While trucks move nearly 70 percent of all U.S. freight, the administration proposal uses the words “truck,” “trailer” or “motor carrier” just 91 times, while referencing “train” or “rail” a remarkable 518 times, ATA points out.
“Even more disheartening, the only reference to trucking in the administration’s announcement is a proposal by the Department of Transportation to impose a one-size-fits-all compensation model on an incredibly diverse industry – an extraordinarily misguided proposal for a department that claims to be data-driven,” added ATA Executive Vice President Dave Osiecki.
Not surprisingly, the International Bridge, Tunnel and Turnpike Association applauded the tolling language in the bill, calling it “a bold step.”

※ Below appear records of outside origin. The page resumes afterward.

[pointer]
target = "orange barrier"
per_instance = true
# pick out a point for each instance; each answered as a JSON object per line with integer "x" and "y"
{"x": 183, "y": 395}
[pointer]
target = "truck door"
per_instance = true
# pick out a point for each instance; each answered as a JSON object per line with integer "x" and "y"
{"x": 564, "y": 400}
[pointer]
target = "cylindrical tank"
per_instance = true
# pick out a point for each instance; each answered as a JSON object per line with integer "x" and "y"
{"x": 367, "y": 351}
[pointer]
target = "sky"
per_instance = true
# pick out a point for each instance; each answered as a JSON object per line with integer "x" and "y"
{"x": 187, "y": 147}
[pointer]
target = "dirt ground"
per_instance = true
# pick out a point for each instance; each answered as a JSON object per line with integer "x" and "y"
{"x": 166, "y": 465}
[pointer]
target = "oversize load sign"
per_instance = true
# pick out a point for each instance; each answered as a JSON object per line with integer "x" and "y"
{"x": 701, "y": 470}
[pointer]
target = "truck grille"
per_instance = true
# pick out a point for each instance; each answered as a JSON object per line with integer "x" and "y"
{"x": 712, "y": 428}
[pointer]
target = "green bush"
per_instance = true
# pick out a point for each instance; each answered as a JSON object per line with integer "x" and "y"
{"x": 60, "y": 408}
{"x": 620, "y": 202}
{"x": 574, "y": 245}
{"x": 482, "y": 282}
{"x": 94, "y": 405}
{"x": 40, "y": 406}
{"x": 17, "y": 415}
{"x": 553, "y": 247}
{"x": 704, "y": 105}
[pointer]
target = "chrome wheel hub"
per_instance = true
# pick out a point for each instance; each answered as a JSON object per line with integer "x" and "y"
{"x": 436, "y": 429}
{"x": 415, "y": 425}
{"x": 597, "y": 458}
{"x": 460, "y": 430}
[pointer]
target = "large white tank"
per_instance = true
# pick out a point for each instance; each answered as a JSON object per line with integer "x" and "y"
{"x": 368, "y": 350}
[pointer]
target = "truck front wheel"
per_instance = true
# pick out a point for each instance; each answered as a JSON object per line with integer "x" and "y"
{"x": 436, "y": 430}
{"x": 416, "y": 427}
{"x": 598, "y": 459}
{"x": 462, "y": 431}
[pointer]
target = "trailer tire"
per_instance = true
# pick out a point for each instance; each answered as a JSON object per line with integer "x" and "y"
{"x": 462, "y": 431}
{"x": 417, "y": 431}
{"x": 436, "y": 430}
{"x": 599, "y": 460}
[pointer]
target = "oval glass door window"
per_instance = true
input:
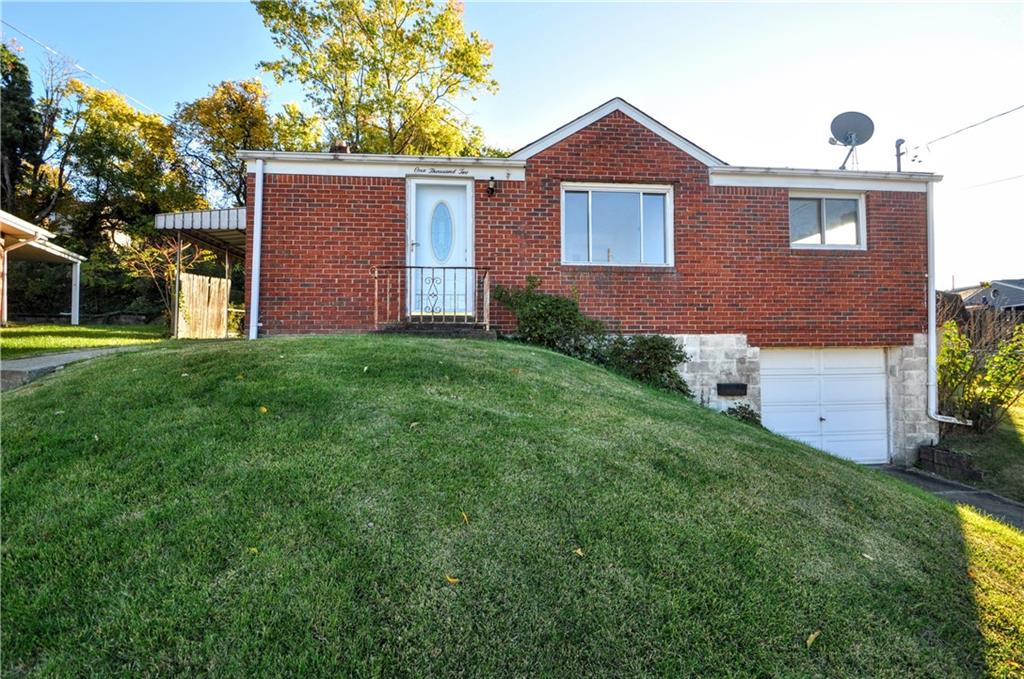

“In releasing their proposal today, Secretary Foxx and the administration recognize the importance of giving states the maximum amount of flexibility to use all appropriate funding and financing tools to meet their 21st century funding challenges,” said Patrick Jones, executive director and CEO of IBTTA. “Now is the time to incorporate new and innovative ways to fund our nation’s transportation needs. Today’s administration proposal opens the door for state governments to take advantage of all the tools in the toolbox to meet their local transportation funding needs.”